Entrepreneur/Chef/Pop-Up Guru Yonatan Chaitchik Curates A New Immersive Insiders Food Experience
Talented young tastemaker superstar Yonatan Chaitchik has embarked on a new culinary model in the foodie mecca of New York City.
Monday NYC is a pop-up event. Yonatanis changing what a day off looks like. He selects groups of chefs, sommeliers and hospitality professionals, hosting delicious food opportunities with a different mindset and style.

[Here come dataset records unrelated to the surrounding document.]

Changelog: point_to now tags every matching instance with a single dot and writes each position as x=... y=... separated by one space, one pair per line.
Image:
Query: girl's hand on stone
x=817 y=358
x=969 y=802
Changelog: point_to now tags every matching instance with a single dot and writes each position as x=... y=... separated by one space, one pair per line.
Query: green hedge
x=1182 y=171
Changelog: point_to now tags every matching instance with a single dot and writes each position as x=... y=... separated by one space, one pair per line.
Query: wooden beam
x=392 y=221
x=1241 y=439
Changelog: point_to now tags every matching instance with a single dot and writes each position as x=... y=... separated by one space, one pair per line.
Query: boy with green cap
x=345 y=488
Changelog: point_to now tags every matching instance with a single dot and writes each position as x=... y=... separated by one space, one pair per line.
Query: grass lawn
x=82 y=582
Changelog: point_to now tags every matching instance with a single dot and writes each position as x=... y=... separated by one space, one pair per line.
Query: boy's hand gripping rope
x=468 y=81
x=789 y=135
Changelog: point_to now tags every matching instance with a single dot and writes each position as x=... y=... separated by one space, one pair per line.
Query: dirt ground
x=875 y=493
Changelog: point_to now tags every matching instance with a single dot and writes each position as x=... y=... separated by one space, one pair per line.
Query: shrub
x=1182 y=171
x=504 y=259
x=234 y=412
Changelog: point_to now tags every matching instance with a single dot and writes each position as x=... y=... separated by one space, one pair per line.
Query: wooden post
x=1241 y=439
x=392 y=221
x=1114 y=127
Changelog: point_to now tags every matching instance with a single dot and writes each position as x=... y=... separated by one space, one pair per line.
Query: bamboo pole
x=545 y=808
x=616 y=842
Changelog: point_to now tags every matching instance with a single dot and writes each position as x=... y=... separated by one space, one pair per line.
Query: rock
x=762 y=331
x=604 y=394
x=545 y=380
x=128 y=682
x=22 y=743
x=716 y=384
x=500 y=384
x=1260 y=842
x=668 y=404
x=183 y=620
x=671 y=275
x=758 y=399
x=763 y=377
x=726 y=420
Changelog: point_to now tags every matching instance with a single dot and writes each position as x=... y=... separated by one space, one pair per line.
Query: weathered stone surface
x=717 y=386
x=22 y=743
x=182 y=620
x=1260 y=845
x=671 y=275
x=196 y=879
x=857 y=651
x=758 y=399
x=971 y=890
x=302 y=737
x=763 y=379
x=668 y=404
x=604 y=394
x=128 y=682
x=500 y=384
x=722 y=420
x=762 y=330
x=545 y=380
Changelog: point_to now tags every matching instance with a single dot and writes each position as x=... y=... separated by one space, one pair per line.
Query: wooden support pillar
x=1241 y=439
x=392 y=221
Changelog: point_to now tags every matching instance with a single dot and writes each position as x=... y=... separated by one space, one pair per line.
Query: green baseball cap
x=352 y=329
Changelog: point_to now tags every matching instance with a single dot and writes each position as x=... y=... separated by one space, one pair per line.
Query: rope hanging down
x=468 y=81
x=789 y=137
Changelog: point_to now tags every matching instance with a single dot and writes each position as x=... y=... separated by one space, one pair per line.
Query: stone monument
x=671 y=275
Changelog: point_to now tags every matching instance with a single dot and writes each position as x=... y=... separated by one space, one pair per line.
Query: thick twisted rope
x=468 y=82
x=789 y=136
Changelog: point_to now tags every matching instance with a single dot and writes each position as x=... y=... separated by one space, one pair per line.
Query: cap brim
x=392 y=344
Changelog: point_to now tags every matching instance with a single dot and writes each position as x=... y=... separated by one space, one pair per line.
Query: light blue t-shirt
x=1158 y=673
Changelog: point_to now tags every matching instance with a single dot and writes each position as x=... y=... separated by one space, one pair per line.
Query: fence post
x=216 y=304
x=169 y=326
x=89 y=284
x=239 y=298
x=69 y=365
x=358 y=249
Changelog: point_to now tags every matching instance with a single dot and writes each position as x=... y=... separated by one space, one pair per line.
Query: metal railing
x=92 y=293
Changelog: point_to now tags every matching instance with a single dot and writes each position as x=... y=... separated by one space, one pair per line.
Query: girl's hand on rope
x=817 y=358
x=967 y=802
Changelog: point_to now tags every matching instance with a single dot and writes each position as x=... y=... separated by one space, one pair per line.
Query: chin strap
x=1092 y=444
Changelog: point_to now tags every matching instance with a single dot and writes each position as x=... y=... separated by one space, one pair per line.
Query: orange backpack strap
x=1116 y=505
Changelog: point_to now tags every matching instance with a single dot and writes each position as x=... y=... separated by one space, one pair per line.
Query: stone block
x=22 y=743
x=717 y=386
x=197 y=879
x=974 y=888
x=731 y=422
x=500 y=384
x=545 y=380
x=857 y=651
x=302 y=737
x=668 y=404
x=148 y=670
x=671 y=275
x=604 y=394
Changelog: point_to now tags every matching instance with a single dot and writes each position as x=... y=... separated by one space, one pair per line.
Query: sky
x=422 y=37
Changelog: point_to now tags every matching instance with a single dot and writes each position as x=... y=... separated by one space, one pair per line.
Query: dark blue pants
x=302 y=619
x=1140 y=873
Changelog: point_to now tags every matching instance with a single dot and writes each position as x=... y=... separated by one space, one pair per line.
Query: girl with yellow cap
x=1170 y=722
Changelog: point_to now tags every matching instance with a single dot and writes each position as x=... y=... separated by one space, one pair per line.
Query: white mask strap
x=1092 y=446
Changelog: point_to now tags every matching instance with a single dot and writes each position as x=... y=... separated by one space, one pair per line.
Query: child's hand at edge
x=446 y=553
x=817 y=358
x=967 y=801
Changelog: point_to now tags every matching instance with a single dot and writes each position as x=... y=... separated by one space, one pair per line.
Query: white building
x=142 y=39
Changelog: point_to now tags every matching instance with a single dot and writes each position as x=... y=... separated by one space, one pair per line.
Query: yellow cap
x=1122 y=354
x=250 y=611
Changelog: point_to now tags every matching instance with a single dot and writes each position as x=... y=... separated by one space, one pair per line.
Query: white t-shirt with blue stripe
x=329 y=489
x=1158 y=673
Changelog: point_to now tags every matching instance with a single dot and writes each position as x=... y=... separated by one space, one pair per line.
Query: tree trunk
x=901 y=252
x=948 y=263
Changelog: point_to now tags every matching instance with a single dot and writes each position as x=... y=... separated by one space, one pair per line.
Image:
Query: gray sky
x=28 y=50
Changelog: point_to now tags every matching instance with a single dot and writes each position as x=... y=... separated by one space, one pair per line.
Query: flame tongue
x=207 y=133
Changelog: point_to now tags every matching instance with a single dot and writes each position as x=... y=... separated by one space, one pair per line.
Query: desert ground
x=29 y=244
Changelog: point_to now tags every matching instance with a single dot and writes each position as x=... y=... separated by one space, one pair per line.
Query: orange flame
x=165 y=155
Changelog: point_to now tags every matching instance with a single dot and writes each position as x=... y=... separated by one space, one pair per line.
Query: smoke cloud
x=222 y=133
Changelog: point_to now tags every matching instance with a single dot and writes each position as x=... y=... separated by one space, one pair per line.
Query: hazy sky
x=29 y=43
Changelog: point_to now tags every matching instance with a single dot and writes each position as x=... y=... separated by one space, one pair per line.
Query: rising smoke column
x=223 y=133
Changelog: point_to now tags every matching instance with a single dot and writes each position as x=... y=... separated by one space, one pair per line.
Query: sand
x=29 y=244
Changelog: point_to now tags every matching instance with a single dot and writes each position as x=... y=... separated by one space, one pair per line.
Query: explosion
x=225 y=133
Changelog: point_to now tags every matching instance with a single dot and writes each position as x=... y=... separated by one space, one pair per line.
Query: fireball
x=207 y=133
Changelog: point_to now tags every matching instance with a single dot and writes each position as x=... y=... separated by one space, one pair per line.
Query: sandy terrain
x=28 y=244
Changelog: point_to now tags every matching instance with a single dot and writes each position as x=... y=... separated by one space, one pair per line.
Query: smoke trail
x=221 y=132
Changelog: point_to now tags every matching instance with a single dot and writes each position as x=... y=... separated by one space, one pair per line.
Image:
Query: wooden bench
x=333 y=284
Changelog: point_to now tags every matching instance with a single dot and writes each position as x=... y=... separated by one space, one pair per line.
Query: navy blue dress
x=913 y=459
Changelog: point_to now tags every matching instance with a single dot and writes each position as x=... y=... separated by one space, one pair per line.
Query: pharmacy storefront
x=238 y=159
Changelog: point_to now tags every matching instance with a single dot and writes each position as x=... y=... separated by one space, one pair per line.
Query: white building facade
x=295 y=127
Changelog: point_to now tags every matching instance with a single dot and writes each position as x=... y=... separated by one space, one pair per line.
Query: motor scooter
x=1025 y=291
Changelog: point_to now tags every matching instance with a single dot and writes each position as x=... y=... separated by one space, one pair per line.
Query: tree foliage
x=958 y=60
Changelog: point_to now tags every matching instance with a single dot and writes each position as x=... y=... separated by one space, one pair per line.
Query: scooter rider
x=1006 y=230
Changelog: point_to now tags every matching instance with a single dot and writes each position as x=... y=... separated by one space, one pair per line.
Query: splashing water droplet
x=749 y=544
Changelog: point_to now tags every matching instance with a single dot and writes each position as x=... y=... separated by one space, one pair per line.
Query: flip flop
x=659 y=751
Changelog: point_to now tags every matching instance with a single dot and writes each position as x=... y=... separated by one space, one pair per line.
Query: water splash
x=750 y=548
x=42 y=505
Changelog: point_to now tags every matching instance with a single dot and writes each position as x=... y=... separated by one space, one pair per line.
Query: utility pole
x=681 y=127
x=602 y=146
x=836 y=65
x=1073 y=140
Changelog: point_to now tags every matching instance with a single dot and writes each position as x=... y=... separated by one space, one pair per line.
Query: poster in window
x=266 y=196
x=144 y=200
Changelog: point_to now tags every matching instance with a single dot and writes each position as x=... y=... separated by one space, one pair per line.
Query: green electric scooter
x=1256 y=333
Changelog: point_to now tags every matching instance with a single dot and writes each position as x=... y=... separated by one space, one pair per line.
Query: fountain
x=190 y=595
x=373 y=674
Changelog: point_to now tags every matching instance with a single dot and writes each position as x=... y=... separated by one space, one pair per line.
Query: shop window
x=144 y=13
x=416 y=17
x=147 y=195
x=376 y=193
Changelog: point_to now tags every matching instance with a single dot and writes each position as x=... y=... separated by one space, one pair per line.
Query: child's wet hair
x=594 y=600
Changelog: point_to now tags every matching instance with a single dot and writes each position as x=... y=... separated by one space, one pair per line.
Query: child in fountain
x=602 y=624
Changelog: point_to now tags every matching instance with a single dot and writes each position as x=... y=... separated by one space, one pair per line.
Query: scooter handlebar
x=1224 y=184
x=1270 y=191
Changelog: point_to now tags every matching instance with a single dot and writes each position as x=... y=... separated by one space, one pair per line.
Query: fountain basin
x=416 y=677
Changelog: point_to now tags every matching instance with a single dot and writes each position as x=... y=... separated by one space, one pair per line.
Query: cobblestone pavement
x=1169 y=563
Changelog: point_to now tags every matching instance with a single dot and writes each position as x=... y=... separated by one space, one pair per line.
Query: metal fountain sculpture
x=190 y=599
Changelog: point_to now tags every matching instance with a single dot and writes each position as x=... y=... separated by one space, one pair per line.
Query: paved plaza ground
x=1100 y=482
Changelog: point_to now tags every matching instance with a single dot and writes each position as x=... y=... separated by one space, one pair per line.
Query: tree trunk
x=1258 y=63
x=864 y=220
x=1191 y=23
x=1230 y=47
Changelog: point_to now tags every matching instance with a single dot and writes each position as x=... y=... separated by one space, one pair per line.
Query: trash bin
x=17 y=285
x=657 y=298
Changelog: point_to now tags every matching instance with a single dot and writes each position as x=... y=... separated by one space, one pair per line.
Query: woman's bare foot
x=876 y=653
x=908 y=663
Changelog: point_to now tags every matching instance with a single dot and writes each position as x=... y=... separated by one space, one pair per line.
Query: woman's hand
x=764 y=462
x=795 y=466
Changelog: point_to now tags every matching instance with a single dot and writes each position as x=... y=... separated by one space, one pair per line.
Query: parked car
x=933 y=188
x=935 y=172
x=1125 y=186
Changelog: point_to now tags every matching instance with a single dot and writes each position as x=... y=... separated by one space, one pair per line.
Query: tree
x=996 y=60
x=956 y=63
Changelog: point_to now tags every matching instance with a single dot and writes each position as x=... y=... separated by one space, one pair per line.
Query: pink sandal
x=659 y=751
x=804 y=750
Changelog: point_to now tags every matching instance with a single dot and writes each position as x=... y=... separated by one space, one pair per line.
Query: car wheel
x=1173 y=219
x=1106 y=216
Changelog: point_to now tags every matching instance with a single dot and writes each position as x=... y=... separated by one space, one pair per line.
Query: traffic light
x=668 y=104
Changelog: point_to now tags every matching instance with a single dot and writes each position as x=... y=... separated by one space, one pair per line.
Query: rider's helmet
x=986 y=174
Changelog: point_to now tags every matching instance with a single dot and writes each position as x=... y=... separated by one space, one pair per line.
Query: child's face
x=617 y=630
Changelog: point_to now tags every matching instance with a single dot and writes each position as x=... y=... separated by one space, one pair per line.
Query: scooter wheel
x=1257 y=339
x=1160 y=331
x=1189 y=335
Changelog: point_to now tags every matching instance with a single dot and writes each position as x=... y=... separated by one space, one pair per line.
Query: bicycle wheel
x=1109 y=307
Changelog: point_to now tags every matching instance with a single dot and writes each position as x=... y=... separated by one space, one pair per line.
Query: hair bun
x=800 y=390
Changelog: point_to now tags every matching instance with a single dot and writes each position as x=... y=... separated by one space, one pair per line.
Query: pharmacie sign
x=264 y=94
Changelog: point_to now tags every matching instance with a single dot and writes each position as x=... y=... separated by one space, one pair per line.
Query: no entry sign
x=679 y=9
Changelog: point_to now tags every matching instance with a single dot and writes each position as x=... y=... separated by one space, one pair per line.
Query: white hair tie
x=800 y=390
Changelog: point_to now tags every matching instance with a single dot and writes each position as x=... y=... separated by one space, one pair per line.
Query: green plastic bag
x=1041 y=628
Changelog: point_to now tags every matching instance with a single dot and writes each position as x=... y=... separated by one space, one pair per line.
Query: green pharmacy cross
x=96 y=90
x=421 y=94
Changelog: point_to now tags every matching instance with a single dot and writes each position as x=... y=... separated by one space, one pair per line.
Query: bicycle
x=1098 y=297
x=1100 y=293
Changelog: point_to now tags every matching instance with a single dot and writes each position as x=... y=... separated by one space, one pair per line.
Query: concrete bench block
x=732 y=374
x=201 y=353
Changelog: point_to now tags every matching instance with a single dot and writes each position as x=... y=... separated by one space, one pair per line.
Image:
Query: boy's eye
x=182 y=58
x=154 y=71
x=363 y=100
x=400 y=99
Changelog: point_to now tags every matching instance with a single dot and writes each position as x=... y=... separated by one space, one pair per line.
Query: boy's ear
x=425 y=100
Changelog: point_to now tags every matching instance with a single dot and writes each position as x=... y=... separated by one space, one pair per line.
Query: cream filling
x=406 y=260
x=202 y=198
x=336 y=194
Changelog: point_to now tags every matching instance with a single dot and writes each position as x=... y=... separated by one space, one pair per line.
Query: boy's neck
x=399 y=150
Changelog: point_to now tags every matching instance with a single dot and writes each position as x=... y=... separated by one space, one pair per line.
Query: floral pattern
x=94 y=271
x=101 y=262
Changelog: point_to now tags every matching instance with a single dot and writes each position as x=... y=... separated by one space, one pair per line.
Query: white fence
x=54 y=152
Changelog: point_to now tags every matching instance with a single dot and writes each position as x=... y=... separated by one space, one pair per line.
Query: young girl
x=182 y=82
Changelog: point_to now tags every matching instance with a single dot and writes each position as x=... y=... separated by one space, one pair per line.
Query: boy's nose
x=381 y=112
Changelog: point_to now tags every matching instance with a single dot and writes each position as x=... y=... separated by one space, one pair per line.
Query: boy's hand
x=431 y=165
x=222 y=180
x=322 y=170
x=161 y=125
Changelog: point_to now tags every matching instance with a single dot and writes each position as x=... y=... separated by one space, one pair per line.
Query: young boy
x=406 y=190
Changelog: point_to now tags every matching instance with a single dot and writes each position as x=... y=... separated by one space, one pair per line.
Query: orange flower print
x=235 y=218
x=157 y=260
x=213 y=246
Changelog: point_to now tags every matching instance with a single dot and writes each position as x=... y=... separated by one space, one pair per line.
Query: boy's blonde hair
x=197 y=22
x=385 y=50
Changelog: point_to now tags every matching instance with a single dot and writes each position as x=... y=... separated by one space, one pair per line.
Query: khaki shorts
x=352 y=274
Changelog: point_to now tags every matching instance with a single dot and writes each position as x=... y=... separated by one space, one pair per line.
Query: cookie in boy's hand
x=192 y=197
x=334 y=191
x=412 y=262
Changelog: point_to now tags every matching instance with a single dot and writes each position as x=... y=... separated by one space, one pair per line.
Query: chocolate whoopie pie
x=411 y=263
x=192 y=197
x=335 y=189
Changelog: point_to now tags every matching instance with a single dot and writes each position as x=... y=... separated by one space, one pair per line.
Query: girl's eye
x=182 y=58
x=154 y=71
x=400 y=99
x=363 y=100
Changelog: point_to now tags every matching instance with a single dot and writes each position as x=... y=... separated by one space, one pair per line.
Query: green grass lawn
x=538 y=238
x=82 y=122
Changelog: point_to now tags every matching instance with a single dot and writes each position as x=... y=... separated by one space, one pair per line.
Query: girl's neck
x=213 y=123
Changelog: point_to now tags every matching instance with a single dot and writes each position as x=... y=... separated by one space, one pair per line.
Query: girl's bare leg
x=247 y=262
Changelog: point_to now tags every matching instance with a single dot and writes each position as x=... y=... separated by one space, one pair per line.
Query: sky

Chaitchik says, “We serve on our days off what we would like to eat and drink in a more casual setting, but simplicity is the key. A great simple dish with the best ingredients, paired with an excellent glass of wine, is very relaxing for these industry professionals to kick back and enjoy.”
The name comes from the day hospitality workers have off; so they all get to recharge their engines, usually on a Monday. It’s a novel concept, created by Yonatan that has blown up in the last few months in Manhattan and beyond.
Born in Israel,Yonatan Chaitchik honed his craft in some of the top restaurants in Tel Aviv, starting for Chef Eyal Shani. Then, following his instincts, he moved to the East Coast three years ago, studying at The Culinary Institute of America, then staging at Carbone. Yonatan Chaitchik is currently part of the opening team at Saga in New York’s upscale financial district, working with Chef James Kent and Restaurateur Jeff Katz. Saga is known for its diverse cuisine, using primary European techniques, which has aided in Yonatan’s overall gastronomic knowledge.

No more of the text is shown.